When the successful bill was signed, it was the nuns, not the bishops, who were credited with delivering the Catholic votes. Miller does not point it out, but some more progressive Catholics wished that the nuns had said that in their view the government should provide funding for abortions lest women who are made poor be left out. Alas, that remains to be done. But an important shift in public perception of just who was a “good Catholic” was in the record books.

Negative repercussions for women religious ensued. The bishops assessed correctly that women religious had eclipsed them in the public eye, and especially in the view of many decision makers. One Vatican department put the Leadership Conference of Women Religious in receivership, with three bishops vetting their every move. Another department raised serious questions about the writings of the ethicist Sister Margaret Farley and the theologian Sister Elizabeth Johnson. The bishops began revving up their machinery to oppose marriage equality.

This book ends with the election of Pope Francis, at a time when the future direction of the Catholic Church is unclear. Miller concludes on an optimistic note, quoting the pope as stating, “Women are asking deep questions that must be addressed.” While affable and arguably far more progressive than his two predecessors (although the bar is low, as both of them were archconservative), he has shown no signs of understanding, much less accepting, women’s full personhood. He has made banal jokes about women, reiterated the ban on women priests, and failed to lift the sanctions against the nuns. I find little reason for optimism, my own or Miller’s.

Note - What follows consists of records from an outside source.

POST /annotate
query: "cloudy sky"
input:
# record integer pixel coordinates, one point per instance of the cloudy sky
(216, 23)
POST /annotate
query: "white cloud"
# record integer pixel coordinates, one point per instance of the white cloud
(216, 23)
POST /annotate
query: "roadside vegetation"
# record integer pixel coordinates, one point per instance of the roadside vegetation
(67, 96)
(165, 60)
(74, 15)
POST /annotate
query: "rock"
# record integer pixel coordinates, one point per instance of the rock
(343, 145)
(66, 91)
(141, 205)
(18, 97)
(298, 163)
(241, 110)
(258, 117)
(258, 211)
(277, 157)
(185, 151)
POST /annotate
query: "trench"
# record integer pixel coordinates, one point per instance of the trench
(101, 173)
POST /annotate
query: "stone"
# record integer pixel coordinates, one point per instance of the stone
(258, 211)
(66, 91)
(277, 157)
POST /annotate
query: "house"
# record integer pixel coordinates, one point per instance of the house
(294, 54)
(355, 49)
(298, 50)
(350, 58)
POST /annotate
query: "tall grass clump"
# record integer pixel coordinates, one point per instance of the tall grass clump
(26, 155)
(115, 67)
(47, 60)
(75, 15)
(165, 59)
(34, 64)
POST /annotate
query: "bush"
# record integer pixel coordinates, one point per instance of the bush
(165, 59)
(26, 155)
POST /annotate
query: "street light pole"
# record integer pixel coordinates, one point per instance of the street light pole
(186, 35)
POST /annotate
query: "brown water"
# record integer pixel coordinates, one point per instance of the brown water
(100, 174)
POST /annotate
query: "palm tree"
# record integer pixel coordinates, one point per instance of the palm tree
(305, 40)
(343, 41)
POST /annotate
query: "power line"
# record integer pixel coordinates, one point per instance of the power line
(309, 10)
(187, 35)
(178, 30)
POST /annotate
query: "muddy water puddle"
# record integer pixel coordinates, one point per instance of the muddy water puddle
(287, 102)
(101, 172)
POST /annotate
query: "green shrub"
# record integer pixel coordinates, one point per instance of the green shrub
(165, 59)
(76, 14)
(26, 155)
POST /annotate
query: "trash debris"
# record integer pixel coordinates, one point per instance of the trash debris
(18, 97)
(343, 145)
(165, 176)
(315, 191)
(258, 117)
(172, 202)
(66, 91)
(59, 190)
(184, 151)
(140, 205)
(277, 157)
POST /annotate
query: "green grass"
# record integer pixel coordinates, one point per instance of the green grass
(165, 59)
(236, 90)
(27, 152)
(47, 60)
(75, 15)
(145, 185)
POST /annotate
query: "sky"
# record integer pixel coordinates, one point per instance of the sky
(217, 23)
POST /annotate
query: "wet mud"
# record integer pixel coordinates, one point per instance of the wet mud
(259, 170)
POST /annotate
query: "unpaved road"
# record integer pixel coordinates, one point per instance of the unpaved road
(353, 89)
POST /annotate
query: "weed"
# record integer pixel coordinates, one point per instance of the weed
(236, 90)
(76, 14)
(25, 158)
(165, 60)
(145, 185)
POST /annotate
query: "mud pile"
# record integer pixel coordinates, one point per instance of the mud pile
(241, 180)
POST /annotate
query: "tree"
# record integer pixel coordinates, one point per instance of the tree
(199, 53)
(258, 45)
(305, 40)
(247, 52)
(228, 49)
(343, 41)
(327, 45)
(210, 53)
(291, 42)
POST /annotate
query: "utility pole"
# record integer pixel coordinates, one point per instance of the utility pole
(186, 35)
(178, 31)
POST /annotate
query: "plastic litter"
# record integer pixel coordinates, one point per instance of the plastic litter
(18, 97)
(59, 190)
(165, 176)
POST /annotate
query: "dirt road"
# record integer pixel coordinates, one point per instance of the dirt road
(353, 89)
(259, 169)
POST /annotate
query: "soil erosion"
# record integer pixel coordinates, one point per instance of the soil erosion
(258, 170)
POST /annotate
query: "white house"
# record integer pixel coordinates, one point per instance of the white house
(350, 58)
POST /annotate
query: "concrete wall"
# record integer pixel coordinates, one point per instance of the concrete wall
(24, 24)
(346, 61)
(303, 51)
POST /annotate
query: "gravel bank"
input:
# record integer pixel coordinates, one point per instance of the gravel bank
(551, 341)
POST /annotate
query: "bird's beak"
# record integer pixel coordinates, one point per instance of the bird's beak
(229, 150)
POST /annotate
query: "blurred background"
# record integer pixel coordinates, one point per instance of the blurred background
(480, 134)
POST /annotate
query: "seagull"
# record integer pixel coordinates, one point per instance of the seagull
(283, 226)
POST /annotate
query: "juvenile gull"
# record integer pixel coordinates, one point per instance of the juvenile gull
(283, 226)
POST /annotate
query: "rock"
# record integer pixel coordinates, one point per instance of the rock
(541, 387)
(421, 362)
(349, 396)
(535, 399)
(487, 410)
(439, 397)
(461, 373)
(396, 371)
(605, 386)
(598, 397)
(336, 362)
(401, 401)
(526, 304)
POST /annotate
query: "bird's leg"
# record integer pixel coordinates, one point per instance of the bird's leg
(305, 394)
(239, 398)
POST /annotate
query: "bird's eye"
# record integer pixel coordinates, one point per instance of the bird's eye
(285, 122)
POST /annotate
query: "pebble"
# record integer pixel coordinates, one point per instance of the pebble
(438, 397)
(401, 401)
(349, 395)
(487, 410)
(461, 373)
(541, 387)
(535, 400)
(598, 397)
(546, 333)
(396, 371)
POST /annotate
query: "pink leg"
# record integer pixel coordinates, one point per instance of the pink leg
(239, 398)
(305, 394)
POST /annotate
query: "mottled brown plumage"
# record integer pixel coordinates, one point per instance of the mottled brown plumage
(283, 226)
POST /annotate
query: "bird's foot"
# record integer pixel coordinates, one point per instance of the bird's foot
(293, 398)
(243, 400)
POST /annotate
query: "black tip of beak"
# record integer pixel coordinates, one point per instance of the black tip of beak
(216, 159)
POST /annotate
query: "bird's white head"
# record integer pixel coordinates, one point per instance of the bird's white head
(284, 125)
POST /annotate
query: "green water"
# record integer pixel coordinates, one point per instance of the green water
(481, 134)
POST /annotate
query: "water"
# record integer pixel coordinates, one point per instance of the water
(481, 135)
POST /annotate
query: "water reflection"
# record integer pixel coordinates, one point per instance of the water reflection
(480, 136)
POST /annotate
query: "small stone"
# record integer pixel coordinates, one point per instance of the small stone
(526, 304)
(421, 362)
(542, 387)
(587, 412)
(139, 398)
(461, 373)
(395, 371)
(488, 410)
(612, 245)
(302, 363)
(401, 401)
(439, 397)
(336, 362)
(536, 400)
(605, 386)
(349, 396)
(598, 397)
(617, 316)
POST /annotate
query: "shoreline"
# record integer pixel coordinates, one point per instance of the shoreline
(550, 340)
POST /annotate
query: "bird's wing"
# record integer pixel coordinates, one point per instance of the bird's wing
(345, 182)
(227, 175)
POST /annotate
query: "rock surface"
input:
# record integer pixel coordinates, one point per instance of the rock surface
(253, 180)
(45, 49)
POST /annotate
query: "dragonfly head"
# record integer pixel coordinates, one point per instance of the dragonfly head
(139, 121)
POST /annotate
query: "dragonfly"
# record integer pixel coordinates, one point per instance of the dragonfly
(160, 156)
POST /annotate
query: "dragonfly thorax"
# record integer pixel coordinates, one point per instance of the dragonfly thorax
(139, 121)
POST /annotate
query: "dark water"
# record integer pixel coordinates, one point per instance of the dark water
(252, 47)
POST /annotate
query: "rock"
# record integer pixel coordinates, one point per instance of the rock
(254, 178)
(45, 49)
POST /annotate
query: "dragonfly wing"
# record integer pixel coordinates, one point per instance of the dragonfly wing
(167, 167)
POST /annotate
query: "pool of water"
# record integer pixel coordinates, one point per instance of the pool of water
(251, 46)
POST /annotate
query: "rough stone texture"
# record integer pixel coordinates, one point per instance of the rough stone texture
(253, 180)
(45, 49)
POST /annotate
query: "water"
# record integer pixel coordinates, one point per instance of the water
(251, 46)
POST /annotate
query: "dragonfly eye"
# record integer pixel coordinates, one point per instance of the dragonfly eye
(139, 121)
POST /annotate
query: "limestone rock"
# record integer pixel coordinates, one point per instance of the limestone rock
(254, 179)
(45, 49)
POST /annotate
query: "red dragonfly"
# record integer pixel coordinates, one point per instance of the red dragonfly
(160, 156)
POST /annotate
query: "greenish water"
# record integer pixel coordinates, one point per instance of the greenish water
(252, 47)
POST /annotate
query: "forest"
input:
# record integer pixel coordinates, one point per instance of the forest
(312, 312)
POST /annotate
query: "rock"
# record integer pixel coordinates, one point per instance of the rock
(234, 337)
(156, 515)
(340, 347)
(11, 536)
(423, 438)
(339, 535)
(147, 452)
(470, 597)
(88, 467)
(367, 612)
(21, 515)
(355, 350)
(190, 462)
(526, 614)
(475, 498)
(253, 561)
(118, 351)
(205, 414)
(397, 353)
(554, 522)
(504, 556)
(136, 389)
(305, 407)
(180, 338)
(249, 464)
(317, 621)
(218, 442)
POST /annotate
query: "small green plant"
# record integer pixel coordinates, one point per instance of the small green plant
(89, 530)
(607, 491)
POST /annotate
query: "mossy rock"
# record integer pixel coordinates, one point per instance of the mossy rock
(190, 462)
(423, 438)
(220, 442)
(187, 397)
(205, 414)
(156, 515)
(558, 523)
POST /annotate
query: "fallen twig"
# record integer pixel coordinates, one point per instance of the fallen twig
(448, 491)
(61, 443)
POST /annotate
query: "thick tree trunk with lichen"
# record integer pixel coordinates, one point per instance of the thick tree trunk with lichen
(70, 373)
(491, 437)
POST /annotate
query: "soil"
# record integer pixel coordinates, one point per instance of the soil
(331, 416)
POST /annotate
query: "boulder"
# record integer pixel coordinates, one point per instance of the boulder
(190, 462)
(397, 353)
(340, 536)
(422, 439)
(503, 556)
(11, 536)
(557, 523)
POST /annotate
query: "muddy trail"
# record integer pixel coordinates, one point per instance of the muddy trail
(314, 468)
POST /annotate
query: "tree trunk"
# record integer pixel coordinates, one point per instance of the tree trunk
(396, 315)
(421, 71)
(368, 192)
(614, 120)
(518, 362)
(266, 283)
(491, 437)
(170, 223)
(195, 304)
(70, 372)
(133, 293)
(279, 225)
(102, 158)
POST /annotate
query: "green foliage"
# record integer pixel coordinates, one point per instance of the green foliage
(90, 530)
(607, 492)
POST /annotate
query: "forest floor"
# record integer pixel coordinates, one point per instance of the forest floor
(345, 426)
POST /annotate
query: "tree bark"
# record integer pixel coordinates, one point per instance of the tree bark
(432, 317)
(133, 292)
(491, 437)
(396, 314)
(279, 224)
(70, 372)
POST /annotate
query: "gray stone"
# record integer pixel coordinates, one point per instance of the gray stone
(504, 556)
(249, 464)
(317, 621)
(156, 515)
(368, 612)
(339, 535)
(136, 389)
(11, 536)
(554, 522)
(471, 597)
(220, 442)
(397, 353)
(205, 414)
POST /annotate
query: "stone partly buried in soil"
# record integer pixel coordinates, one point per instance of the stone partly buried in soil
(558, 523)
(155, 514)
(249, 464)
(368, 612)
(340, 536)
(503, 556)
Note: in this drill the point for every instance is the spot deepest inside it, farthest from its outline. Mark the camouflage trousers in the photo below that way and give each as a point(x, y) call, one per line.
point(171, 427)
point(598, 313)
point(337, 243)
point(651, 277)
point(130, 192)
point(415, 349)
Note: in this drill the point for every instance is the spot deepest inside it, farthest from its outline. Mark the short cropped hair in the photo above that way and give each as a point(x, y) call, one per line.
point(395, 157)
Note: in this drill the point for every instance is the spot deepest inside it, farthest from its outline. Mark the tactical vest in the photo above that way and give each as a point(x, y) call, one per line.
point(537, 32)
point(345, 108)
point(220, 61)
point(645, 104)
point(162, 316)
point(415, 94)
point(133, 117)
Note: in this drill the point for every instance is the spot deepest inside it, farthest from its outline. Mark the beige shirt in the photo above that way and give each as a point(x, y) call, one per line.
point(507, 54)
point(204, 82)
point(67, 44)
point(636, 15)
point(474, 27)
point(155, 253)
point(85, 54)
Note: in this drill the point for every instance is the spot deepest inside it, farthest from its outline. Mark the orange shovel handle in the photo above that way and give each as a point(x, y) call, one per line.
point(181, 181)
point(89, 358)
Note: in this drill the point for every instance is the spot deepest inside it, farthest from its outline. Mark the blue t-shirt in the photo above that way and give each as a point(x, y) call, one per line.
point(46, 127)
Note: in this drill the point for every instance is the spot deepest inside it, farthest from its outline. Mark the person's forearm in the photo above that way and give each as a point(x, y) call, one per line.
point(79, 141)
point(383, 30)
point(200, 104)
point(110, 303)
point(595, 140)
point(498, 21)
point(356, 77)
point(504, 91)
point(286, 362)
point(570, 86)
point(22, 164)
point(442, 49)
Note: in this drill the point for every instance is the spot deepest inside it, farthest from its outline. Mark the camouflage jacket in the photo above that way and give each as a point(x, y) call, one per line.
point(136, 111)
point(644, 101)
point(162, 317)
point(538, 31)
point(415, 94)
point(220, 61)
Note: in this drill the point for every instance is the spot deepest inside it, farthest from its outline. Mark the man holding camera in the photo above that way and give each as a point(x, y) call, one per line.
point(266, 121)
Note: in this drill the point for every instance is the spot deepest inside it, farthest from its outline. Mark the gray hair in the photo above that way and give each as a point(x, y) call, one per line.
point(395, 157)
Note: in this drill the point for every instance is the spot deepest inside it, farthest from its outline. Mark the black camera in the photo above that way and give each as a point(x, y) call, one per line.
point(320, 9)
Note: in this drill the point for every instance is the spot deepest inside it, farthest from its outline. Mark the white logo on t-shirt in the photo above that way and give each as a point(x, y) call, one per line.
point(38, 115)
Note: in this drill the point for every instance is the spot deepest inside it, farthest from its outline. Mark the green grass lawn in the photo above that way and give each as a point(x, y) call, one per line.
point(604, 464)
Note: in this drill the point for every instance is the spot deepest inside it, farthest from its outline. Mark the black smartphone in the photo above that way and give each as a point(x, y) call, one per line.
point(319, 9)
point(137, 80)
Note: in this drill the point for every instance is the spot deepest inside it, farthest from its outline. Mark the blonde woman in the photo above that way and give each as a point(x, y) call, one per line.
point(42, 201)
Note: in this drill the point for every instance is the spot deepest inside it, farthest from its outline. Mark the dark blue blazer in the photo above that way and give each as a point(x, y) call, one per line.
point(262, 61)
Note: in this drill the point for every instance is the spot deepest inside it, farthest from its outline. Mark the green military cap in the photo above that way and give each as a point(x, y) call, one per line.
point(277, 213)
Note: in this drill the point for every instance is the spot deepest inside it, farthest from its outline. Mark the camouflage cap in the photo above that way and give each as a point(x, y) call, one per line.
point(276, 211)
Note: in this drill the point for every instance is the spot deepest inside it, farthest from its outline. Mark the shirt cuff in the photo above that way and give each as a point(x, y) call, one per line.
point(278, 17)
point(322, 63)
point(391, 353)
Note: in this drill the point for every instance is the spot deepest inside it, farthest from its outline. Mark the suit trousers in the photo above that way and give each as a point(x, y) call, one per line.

In subsequent writing, especially on ReligionDispatches.org, where Miller publishes frequently on related themes, she seems increasingly realistic about the uphill struggle at hand, more consistent with the data she offers in this book. I marvel at her equanimity in rehearsing some of the egregious antics of the prelates, which Mary Daly, for one, long ago eschewed in favor of outrage. Miller’s real service is in highlighting the proud history of feminist-led dissent against the outmoded views of women enshrined in laws and policies around the world. With this helpful history, “good Catholics” and their colleagues have more tools to dismantle them.

Mary E. Hunt is a feminist theologian. She is the codirector of WATER, the Women’s Alliance for Theology, Ethics, and Ritual, in Silver Spring, Maryland.